モルドバはCIS自由貿易条約に加わっているため、これまでロシアはモルドバからの輸入に基本的に関税を適用してこなかった。しかし、先日モルドバがEUと連合協定を締結し、両者間のFTAが成立する見通しとなった。これを受け、既報のとおり、ロシア政府はモルドバの産品に対する輸入関税の導入を準備していたが、7月31日付の政府決定でこれを正式決定した。こちらの政府サイトに情報が出ており、こちらで政府決定のテキストを読むことができる。
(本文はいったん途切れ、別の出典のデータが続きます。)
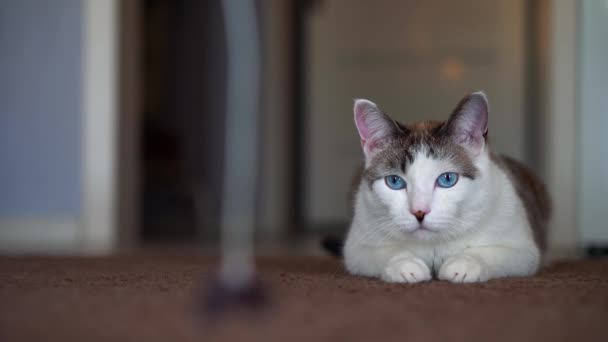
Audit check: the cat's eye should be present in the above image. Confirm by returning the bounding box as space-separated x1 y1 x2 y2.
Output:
437 172 458 188
384 175 406 190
 これを見ると、2011年10月18日付のCIS自由貿易条約の付属文書で、関税同盟諸国は保護(または報復)措置を共同または単独で講ずる権利があるとされているそうで、今回のロシア政府決定はその権利を行使する形のようだ。CIS自由貿易条約の加盟国が、別の統合組織に参加し、その結果として別の加盟国に深刻な侵害を与えた場合に、当該の権利を発動できるということだ。2014年7月16日のユーラシア経済委員会の理事会で、ベラルーシおよびカザフスタンはロシアがそのような措置を一方的に講じる権利を確認した(注:ということは、ベラルーシおよびカザフはモルドバに関税を導入しないのか)。そして、今回の政府決定の付属文書を見ると、ロシアが関税を課すモルドバ産品の具体的な対象品目は、農産物・食料品と家具に限定されている。関税率は、ロシア・ベラルーシ・カザフスタン関税同盟が共通で適用している一般関税率ということだ。